Heat‐resistant CAFs were used for validation. A) Crystal violet staining was used to evaluate the killing effects of PTT alone and the MKK7 inhibitor (DTP3) combined with PTT in CAFs; the red dotted line indicates the laser area, and the PTT group was used as a control. B) CCK‐8 assays were used to evaluate the killing effects of PTT alone and the MKK7 inhibitor (DTP3) combined with PTT in CAFs; the PTT group was used as a control (n = 4 independent samples; statistical comparisons were performed via Student's t test). C) Schematic of the in vitro induction of CAFs ^HR . D) Cellular morphological characteristics of CAFs and CAFs ^HR under an optical microscope; scale bar: 100 µm. E) Crystal violet staining of CAFs 96 h after PTT; the laser irradiation area is marked by a red dashed line. F) Comparison of the migration abilities of CAFs and CAFs ^HR over 96 h (n = 8 independent samples; statistical comparisons were performed via Student's t test).
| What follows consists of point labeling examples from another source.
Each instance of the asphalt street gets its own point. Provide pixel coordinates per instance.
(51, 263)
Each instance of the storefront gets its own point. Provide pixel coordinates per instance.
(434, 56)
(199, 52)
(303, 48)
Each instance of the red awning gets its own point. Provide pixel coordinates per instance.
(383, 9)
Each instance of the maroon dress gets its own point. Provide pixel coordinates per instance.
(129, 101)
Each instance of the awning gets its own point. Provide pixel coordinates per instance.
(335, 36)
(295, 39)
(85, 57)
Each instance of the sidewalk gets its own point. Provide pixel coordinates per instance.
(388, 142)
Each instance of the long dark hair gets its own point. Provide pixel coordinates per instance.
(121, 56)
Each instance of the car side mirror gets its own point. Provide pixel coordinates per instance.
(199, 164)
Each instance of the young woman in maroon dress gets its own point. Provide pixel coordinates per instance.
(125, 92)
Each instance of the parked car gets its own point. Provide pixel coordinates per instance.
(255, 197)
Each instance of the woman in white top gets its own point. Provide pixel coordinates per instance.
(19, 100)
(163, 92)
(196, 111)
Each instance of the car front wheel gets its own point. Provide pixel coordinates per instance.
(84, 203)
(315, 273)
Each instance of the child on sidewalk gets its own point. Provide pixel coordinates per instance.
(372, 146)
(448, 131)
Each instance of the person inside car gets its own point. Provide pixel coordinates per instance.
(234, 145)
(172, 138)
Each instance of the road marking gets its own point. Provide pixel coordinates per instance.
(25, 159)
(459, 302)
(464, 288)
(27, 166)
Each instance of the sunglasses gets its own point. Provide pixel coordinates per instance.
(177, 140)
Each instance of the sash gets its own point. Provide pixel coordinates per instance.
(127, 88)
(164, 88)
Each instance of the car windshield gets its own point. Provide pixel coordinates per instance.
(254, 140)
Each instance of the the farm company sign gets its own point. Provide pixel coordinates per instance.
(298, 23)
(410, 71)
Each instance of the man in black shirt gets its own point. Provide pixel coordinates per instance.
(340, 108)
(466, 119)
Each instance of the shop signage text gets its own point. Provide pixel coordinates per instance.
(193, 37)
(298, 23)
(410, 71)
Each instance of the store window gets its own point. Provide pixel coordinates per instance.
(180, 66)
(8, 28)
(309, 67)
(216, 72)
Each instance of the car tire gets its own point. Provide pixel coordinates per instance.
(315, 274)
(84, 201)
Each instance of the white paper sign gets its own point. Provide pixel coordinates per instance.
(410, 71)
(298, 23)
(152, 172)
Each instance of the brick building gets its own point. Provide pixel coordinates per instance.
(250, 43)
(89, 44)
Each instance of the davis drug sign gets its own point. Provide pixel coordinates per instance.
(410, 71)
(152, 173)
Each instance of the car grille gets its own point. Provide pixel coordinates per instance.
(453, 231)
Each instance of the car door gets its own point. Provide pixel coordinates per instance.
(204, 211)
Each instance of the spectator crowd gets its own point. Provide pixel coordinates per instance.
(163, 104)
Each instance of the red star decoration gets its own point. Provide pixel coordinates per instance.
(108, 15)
G) Growth curves of CAFs and CAFs ^HR over 6 days (n = 4 independent samples). H) Heatmap of TNC and MYLK expression in CAFs and CAFs ^HR . I) Volcano plot showing differences in protein expression between CAFs and CAFs ^HR (n = 3 independent samples). J) GSEA was performed on the basis of the protein profiles of CAFs and CAFs ^HR . K) Immunoblotting was used to assess the expression of ATF4 in CAFs and CAFs ^HR . The data (B,F,G) are expressed as the mean ± S.E.M. values. **** p < 0.0001.